I read it once again before sending it away. It is well worth while to have included in it so much research. It gives one strongly the impression while reading it, how much the present male monopoly of the profession is an innovation; also how at all times women seem to have striven to assert their right to a share in the healing art. I cannot help hoping the publication of your Essay may be the beginning of a new social era in those matters. God grant that it may!

It is indeed most trying to be kept back so long by the difficulty of getting leave to do good and to toil. O England, what a wicked amount of conservatism of selfish customs have you to answer for! I daresay to yourself your life must appear sometimes to be being wasted—but it is not so. In every good cause there must be martyrs and pioneers, who, with gifts for more, have had the hard task of opening the way for others to work. I saw a Miss Pechey at Leeds, who wishes to become a doctor, and Miss Wolstenholme told me of a lady she knows who is studying.

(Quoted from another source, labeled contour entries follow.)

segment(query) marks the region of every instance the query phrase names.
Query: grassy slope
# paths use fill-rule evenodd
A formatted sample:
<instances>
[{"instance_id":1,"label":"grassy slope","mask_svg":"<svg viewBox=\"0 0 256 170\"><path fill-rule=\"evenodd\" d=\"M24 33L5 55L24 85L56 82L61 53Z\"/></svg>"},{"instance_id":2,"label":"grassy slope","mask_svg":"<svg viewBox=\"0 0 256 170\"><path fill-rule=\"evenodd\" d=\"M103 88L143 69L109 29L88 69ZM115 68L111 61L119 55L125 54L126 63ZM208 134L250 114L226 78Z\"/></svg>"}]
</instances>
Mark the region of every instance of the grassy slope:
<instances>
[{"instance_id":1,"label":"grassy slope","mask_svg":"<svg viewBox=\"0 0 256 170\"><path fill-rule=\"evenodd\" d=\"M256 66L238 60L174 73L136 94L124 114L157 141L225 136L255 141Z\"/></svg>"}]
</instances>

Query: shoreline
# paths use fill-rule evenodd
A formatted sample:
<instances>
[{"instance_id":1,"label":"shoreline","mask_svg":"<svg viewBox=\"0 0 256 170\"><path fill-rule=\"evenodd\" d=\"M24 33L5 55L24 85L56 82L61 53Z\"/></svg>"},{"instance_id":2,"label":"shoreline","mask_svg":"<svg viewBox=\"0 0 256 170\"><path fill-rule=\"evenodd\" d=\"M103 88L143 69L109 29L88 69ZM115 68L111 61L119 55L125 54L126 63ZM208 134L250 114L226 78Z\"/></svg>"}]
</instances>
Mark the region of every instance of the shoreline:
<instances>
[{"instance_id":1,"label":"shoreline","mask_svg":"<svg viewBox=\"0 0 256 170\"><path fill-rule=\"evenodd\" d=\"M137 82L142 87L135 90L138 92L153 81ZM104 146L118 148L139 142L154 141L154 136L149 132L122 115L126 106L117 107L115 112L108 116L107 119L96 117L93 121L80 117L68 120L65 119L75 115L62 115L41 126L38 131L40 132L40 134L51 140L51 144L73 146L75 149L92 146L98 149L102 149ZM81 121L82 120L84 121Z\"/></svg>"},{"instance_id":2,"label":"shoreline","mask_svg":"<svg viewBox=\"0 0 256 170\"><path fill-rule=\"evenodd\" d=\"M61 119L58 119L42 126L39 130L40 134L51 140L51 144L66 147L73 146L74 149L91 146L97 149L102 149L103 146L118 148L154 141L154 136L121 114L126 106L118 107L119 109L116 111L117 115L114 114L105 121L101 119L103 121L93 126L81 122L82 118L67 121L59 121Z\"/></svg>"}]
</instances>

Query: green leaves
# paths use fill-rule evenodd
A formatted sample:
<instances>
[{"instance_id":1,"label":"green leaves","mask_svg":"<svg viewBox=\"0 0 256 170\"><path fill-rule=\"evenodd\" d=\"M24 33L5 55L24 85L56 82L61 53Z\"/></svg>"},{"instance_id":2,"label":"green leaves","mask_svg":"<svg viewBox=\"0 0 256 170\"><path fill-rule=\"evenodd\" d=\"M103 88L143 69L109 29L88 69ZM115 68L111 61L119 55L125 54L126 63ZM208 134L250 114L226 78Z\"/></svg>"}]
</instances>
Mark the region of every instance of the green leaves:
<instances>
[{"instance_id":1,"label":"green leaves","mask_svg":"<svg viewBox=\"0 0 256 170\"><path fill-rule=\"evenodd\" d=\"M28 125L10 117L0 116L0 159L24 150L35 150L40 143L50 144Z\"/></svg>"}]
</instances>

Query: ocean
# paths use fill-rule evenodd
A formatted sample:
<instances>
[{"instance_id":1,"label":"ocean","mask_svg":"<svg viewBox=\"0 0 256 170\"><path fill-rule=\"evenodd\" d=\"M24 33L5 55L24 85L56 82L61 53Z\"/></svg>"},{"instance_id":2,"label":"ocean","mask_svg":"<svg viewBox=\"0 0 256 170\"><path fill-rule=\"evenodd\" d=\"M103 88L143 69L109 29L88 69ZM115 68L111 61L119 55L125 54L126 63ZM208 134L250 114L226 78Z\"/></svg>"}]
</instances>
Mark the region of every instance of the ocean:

I don’t think the story about the Greek lady at all indelicate. I hope no one else will think so. Is it not strange how people cry out at the indelicacy of speaking of a thing which it is far more indelicate should exist, and yet to its existence they have no objection.

In a later letter she says:

“... Have you seen Miss Pechey? She did not seem to me very clever, but very steady and nice,—a silent, quiet woman.”

One knows the fine reserve under which Edith Pechey’s great gifts lay hidden. “I only wish,” wrote a friend who knew her well, “that there were 12 more like her ready to begin.”

This is what Miss Pechey had to say for herself:

“Before deciding finally to enter the medical profession, I should like to feel sure of success—not on my own account, but I feel that failure now would do harm to the cause, and that it is well that at least the first few women who offer themselves as candidates should stand above the average of men in their examinations.

Do you think anything more is requisite to ensure success than moderate abilities and a good share of perseverance? I believe I may lay claim to these, together with a real love of the subjects of study, but as regards any thorough knowledge of those subjects at present, I fear I am deficient in most. I am afraid I should not without a good deal of previous study be able to pass the preliminary exam, you mention, as my knowledge of Latin is small and of Euclid still less. Still, if no very extensive knowledge of these is required (and doctors generally seem to know very little of them) I could perhaps be ready by the next exam., and the study of Carpenter at the same time would be a relaxation. Could you give me any idea when the next matriculation exam. will be held, and whether candidates are examined in all the books of Euclid. If I thought I could prepare myself in time for this, I think I could arrange pecuniary and other matters so as to enter in October as you advise; and, though for some reasons I should prefer to wait another year, yet, as I am nearly 24, it will perhaps be better to lose no time.

Allow me to thank you for your kindness in assisting me with your advice. I feel especially grateful as I have no friend able to supply the information I need.